Masjid Raya Baiturrahman, Saksi Bisu dan Kekuatan Rakyat Aceh

Masjid Raya Baiturrahman, Saksi Bisu dan Kekuatan Rakyat Aceh

Masjid Raya Baiturrahman menjadi saksi bisu saat ratusan ribu masyarakat Aceh, diganggu ketenangannya oleh peristiwa gempa bumi dan tsunami yang terjadi pada tahun 2004 lalu. Masjid ini menjadi keajaiban yang luar biasa saat itu mengingat sebagian besar bangunan hancur akibat hebatnya guncangan gempa.

26 Desember 2004 lalu, kondisi di sekitar masjid itu sudah bak lautan. Ketinggian air mencapai 3 meter akibat hempasan gelombang tsunami. Sementara disudut kota lainnya, mayat mulai berserakan, mobil hanyut terbawa air dan bangunan porak-poranda.

7 Tahun berlalu, kini wajah masjid itu sudah kembali megah. Meskipun pada Rabu (11/4) lalu, sempat terlihat kepanikan di sekitar masjid akibat guncangan gempa berkekuatan 8,5 SR.

Warga Aceh berbondong-bondong lari ke masjid untuk menyelamatkan diri. Raut panik, trauma, dan takut jelas terpancar daru raut wajah mereka.

Para jamaah dari berbagai sudut kota berbondong-bondong memadati Masjid Baiturrahman untuk menunaikan ibadah salat Jumat. Benar-benar suasana khidmat dan tenang, terasa di masjid luasnya mencapai 4760 m2.

Masjid megah ini terletak di pusat kota Banda Aceh. Masjid ini dibangun pada tahun 1292 tepatnya dimasa pemerintahan Sultan Alaidini Mahmudsyah I yang kemudian diperluas oleh Sultan Iskandar Muda.

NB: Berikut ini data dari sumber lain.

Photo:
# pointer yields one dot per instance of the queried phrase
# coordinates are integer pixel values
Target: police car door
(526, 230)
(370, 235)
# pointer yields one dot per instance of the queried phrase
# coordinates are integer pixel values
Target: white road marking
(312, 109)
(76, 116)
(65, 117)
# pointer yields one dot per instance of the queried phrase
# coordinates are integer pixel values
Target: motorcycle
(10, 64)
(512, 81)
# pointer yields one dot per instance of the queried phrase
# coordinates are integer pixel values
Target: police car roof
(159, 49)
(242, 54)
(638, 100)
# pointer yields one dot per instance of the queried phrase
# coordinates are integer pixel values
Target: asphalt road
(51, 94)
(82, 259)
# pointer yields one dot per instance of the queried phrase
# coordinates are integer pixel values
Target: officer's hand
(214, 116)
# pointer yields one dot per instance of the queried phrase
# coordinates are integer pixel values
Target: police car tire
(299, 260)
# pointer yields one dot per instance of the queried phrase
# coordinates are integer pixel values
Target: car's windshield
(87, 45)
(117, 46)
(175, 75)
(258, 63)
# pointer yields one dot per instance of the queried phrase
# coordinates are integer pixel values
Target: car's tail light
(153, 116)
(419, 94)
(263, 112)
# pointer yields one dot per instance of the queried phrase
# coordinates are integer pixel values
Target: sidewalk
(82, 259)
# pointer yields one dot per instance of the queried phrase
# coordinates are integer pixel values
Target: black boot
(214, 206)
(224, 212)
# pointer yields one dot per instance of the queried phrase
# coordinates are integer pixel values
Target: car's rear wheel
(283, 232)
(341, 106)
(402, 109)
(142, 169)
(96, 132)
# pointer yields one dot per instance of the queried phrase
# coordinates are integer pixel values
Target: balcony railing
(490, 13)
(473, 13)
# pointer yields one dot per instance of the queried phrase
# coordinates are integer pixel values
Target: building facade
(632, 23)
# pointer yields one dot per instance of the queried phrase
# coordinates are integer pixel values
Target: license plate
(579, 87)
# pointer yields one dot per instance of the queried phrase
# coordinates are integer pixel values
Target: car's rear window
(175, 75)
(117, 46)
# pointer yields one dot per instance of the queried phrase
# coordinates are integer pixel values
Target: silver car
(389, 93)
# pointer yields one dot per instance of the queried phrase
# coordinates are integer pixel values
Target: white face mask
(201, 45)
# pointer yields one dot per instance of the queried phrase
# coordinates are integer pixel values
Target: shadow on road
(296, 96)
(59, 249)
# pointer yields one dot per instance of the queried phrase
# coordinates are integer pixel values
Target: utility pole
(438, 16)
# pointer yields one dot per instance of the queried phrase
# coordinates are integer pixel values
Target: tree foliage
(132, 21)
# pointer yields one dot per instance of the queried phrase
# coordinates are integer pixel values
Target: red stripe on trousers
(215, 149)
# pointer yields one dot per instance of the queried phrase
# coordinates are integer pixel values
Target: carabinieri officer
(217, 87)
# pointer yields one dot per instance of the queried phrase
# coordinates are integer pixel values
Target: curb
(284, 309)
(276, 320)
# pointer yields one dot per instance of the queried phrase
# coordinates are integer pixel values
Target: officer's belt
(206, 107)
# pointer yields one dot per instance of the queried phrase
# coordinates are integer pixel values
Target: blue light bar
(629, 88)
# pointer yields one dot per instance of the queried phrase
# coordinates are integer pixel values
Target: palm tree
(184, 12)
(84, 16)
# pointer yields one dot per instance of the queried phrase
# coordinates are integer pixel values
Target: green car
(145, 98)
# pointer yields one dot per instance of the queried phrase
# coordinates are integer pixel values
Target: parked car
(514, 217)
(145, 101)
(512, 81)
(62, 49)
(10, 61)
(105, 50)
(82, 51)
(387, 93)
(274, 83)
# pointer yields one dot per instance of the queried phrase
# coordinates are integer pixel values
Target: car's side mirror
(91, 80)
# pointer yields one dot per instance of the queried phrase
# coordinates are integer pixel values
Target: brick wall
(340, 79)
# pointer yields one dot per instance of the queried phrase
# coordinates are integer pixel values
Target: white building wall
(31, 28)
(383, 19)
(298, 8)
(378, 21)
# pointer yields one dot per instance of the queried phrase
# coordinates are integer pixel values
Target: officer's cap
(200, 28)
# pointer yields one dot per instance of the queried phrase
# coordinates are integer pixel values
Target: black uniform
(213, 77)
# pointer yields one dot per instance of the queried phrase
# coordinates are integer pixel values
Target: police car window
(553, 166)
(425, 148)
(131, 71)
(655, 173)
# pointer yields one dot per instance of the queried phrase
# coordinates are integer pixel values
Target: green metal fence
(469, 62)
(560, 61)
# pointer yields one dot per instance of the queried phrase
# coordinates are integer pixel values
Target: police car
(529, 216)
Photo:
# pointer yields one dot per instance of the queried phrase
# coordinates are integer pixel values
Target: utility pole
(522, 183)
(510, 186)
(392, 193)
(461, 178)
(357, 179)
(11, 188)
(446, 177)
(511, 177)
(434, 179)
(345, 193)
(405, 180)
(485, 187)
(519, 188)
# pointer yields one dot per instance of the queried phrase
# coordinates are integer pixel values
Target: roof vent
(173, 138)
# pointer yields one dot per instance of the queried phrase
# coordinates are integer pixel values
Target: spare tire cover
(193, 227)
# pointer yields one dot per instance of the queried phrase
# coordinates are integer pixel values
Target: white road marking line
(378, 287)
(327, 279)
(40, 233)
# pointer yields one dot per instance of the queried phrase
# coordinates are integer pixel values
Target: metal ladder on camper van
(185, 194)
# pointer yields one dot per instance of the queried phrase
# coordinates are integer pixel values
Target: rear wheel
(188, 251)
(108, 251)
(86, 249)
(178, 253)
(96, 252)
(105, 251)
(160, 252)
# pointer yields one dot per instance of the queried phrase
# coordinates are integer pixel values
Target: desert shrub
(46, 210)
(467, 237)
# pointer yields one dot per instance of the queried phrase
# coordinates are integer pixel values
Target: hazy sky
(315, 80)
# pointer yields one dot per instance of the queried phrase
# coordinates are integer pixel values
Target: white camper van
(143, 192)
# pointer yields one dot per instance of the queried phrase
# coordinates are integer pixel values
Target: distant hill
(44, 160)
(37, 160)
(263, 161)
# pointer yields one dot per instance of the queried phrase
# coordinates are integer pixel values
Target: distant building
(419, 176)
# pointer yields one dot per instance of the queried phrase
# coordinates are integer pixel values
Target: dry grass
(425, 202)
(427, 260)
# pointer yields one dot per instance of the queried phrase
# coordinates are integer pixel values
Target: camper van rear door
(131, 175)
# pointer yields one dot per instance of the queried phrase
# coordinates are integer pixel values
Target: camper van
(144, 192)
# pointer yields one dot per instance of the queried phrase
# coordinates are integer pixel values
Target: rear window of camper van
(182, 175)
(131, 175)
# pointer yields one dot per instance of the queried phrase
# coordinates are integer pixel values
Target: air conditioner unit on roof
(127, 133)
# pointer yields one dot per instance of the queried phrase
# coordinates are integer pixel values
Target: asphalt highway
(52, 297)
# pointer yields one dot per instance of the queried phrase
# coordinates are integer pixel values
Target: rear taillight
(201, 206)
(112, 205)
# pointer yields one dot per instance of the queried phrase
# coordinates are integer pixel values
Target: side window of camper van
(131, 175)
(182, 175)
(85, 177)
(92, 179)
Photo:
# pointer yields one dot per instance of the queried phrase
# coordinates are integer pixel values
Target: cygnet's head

Pada masa perang Aceh dengan Belanda tahun 1837, masjid ini merupakan markas pertahanan rakyat Aceh yang berhasil direbut dan dibakar habis oleh tentara Belanda. Pada saat itu, Mayjen Kholer pemimpin serangan Belanda tewas tertembak di dahi oleh pasukan Aceh di pekarangan Masjid Raya.

Untuk mengenang peristiwa heroik ini, dibangun monumen kecil tepatnya di bawah pohon Geulumpang. Beberapa tahun kemudian, untuk meredam kemarahan rakyat Aceh, pihak Belanda melalui Gubernur Jendral Van Der Heijen membangun kembali Masjid Raya ini dengan peletakan batu pertamanya oleh Teuku Kali Malikuk Adil pada tanggal 9 Oktober 1879.

Hingga Saat ini, masjid ini telah mengalami lima kali renovasi dan perluasan (1879-1993). Masjid ini merupakan salah satu masjid terindah di Indonesia yang memiliki tujuh kubah, empat menara dan satu menara induk.

Ruangan dalam berlantai marmer buatan Italia. Masjid itu dapat menampung hingga 9 ribu jamaah.